Vite al confine
A meno di 24 ore dal suo battesimo di fuoco nel concorso della 77esima Mostra Internazionale D’Arte Cinematografica, laddove ha raccolto pareri piuttosto discordanti da parte della critica, Notturno si è subito affacciato nelle sale con 01 Distribution per sfruttare l’onda d’urto della proiezione veneziana, in attesa di tuffarsi in un tour festivaliero che lo vedrà partecipare a un ciclo di presentazioni in vetrine prestigiose come le kermesse di Londra, New York, Toronto, Telluride, Busan e Tokyo. Ciclo che dimostra l’ormai consolidata attenzione rivolta, dentro e soprattutto fuori dalle mura “amiche”, nei confronti di un regista che è andato ad occupare grazie ai lavori precedenti (da Below Sea Level a Fuocoammare, passando per Sacro GRA) una posizione di rilievo nel panorama mondiale.
Al suo sesto documentario di lungometraggio, Gianfranco Rosi ha deciso di alzare ulteriormente l’asticella del coefficiente di difficoltà, spingendosi molto in là dai confini nazionali per andare a esplorare quelli martoriati di Iraq, Kurdistan, Siria e Libano. Il risultato è un viaggio fisico ed emozionale in Medio Oriente, realizzato nell’arco degli ultimi tre anni, per raccontare la quotidianità che sta dietro la tragedia continua di guerre civili, dittature feroci, invasioni e ingerenze straniere, sino all’apocalisse omicida dell’ISIS. La mission di Rosi è stata dunque quella di rivolgere lo sguardo suo e della sua cinepresa verso altro che non fossero le conseguenze dirette dei conflitti come morti ammazzati, fosse comuni, mutilazioni e torture, bensì quelle che si palesano all’occhio umano – e in questo caso dello spettatore – sotto forma di lacerazioni non cicatrizzate su luoghi e persone.

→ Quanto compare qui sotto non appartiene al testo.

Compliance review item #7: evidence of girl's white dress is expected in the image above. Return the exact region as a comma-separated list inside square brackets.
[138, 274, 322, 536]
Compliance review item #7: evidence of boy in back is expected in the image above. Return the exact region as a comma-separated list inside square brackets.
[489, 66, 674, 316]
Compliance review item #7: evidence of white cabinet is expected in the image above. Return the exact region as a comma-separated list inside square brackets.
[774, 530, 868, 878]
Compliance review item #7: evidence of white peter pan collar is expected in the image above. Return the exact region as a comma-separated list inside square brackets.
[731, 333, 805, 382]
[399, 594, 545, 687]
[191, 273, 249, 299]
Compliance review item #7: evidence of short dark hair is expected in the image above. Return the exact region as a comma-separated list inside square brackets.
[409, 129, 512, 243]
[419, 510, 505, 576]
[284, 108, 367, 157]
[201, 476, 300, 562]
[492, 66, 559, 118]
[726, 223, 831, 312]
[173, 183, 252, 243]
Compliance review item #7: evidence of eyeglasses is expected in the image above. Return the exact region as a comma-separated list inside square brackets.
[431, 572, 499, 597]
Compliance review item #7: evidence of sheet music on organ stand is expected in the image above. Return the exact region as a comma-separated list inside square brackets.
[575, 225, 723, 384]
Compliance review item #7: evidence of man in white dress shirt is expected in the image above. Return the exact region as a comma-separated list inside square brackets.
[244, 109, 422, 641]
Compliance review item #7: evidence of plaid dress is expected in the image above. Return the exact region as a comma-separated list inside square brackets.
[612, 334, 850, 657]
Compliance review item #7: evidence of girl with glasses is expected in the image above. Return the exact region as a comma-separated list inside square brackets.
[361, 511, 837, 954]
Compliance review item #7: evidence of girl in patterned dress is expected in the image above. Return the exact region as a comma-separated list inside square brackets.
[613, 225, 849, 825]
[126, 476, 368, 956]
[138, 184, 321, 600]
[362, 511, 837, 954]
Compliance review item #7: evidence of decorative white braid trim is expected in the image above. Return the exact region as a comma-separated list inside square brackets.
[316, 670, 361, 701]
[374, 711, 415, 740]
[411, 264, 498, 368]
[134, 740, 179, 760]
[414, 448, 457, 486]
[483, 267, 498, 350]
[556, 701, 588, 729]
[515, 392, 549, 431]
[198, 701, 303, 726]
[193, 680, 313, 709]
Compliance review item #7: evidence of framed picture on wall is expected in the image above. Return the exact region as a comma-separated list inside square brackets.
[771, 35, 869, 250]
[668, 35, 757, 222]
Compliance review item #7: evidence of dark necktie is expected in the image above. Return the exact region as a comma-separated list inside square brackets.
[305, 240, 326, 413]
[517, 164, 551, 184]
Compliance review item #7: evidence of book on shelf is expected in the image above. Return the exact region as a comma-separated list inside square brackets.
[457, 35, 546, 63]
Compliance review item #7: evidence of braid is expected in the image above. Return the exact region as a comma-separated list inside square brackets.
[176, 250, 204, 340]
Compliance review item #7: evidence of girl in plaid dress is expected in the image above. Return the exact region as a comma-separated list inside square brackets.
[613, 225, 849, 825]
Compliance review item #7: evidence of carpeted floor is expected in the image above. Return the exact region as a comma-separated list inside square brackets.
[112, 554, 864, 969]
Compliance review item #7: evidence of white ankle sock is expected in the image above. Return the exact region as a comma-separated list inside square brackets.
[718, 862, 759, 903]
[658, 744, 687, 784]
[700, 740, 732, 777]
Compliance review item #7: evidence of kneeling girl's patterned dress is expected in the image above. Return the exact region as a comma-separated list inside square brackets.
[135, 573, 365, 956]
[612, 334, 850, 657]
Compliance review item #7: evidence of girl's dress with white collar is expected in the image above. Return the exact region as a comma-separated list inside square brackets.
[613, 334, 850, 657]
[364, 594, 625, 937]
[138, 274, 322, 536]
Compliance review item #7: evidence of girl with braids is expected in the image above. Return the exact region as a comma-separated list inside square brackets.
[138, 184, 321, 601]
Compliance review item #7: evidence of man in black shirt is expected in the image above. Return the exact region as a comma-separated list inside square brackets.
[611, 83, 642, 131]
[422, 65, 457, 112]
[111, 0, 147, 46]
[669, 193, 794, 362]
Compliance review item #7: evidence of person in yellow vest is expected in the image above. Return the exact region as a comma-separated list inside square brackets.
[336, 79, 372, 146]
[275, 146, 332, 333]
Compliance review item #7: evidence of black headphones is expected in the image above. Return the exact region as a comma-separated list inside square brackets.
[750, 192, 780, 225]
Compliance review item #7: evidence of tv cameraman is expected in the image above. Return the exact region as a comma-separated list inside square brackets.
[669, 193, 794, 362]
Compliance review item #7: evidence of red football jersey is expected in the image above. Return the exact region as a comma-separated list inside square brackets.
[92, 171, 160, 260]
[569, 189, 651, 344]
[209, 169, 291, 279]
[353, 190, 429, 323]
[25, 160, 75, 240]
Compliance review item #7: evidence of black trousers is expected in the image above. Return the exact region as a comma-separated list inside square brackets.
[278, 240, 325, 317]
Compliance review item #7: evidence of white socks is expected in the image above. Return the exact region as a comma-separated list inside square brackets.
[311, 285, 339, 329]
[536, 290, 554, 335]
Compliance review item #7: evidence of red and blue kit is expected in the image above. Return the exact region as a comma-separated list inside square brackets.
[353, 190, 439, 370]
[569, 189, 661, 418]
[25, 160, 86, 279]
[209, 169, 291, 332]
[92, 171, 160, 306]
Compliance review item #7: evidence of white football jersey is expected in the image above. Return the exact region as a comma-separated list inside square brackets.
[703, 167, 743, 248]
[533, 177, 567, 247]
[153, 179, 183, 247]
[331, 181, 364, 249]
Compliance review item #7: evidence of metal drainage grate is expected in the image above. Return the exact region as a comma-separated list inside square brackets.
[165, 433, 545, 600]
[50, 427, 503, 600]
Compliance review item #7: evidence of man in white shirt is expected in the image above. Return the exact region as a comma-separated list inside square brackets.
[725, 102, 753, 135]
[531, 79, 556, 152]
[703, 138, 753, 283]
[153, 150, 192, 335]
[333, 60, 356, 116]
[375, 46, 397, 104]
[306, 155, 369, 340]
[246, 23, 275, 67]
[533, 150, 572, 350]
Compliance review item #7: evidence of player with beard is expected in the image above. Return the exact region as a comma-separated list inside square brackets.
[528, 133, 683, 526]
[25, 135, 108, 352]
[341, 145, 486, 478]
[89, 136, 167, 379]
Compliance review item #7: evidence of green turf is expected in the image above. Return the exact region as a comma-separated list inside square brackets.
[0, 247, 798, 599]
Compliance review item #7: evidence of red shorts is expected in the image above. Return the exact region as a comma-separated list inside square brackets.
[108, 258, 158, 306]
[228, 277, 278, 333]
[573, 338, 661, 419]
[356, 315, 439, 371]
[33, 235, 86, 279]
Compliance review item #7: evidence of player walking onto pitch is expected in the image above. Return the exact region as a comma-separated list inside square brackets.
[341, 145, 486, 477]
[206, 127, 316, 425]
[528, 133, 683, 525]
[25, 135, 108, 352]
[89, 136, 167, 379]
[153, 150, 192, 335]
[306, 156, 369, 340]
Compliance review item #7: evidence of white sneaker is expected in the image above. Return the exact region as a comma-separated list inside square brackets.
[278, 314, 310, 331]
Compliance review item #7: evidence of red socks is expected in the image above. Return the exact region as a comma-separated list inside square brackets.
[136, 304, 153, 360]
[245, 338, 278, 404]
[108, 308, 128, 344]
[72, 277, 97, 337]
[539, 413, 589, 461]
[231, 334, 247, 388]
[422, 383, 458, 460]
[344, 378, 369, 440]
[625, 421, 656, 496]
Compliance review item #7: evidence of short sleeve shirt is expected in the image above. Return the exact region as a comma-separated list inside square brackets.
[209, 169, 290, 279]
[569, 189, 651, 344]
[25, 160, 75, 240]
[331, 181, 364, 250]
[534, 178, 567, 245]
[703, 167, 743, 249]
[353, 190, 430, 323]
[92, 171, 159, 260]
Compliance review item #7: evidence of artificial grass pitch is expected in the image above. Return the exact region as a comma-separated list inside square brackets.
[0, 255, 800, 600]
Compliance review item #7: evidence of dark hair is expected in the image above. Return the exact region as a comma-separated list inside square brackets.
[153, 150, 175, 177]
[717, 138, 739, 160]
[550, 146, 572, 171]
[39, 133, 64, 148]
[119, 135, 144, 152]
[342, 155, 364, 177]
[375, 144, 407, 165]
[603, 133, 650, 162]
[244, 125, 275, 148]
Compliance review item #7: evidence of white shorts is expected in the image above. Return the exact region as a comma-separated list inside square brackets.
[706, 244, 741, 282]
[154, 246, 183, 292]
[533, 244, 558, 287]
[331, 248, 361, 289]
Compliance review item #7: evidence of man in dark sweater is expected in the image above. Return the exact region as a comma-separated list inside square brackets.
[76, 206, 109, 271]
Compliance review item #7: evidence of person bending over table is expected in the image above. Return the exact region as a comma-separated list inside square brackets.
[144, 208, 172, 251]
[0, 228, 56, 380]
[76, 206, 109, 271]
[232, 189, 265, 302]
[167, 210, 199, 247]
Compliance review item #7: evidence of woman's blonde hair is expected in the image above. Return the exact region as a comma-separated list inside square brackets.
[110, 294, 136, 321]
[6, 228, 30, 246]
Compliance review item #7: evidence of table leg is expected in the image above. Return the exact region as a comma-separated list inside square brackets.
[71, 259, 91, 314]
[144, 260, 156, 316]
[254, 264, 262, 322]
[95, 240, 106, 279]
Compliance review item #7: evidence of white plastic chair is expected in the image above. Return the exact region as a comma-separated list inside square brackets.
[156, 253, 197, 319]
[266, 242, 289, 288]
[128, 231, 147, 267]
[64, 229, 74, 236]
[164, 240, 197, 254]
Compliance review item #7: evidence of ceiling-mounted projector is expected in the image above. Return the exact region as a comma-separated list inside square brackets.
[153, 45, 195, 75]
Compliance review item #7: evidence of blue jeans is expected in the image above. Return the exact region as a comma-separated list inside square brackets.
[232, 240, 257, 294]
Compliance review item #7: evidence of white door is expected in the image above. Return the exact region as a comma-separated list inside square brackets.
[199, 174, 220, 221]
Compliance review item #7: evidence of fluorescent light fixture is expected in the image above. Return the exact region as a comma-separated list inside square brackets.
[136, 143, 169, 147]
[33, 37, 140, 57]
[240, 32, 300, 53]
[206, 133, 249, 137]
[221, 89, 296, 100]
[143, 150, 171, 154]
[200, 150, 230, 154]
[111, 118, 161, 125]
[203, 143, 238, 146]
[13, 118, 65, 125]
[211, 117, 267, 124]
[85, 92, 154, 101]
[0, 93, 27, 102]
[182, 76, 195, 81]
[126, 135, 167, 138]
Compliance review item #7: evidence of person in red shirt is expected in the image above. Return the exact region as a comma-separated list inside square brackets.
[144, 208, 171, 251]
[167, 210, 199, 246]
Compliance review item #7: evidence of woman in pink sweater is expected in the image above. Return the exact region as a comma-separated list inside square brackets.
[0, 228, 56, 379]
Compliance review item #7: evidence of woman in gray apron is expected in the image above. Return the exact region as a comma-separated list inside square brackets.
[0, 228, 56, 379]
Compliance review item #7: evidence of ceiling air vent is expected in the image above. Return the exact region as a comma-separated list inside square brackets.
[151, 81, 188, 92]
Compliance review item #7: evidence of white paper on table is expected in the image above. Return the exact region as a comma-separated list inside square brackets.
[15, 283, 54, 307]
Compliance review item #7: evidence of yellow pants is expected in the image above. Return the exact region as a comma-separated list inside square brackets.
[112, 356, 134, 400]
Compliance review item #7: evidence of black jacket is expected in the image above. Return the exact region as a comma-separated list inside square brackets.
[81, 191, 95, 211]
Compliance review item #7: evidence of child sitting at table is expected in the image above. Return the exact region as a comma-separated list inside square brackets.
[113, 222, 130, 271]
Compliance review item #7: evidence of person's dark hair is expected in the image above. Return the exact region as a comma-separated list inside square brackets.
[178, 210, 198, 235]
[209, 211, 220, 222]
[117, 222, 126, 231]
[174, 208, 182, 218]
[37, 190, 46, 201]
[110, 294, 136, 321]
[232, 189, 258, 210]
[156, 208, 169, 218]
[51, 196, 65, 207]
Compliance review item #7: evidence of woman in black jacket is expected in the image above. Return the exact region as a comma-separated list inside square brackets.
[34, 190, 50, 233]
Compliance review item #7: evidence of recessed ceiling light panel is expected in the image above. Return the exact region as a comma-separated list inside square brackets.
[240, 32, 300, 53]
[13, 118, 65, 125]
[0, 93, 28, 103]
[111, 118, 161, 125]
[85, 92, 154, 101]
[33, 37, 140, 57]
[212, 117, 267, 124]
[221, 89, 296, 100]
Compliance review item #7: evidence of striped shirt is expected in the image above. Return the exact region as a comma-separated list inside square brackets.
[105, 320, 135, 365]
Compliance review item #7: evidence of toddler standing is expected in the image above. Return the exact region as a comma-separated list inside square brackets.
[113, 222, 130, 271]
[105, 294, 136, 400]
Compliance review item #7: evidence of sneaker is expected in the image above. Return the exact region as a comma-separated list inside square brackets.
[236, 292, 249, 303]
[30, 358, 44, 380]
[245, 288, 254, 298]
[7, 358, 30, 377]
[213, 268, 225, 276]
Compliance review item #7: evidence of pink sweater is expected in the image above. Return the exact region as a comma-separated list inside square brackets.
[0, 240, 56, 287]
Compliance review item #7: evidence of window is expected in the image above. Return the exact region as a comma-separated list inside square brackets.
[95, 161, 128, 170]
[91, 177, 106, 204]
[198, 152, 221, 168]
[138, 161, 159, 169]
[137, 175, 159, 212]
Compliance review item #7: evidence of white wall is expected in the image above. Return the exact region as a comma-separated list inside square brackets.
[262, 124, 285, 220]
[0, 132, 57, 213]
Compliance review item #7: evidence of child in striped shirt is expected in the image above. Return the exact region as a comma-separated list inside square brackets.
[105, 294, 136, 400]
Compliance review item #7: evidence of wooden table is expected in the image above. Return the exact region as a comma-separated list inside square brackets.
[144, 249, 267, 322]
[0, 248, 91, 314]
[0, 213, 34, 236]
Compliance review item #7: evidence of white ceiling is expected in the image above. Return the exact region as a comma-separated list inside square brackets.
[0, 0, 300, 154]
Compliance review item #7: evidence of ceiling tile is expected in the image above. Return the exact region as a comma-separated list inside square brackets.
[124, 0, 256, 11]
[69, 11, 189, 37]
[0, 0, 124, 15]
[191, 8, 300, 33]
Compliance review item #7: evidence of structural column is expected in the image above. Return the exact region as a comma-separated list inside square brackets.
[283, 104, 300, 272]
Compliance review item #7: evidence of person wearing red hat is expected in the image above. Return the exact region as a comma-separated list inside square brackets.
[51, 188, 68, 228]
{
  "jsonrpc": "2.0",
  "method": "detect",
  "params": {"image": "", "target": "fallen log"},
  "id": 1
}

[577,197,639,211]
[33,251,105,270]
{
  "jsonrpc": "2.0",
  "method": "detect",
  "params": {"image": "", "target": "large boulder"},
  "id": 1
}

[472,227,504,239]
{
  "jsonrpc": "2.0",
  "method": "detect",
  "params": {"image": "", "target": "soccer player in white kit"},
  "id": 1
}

Motivo per cui l’autore lo ha definito «un film di luce sul buio delle guerre e dai materiali oscuri della storia». Un film che sceglie di concentrarsi unicamente sulle umanità che ne sono vittime e che si ridestano ogni giorno da un notturno che pare infinito. Da qui il titolo di un’opera che sceglie il controcampo, quello meno d’impatto e devastante, atroce e diretto di un The Cave, per mostrare al mondo i segni tangibili di violenze e distruzione, ma anche ciò che resta dentro le coscienze.
Tutto questo fa di Notturno un film sulle “macerie” visibili e invisibili, quelle che si possono “leggere” sulle pareti e i tetti dei palazzi sventrati di città bombardate e depredate dalla furia guerrafondaia, le cui detonazioni giungono alle orecchie provenienti dall’orizzonte o da panorami lontani, ma soprattutto sui corpi e nelle menti di adulti e giovani, le cui esistenze sono state spezzate, violate e ieri come oggi messe a dura prova da una continua lotta per la sopravvivenza. Per dare forma e sostanza al tutto, Rosi ha come da consuetudine immerso se stesso e l’hardware nel tessuto umano e topografico che ha scelto di esplorare. Un’esplorazione che attraversa, penetra o si sedimenta nei microcosmi nascosti, quelli messi da parte e non toccati dalle pagine della Storia con la “S” maiuscola. Da qui una scomposizione di prospettive “diverse” sugli ultimi, sui dimenticati, alle quali la narrazione conferisce un’unità che va al di là delle divisioni geografiche. Infatti non c’è lungo la timeline e nel suo palleggio insistito tra le storie nessun marker o identificativo grafico, semmai ci sono tracce e simboli che consentono di volta in volta al fruitore di capire dove la macchina da presa è andata a filmare.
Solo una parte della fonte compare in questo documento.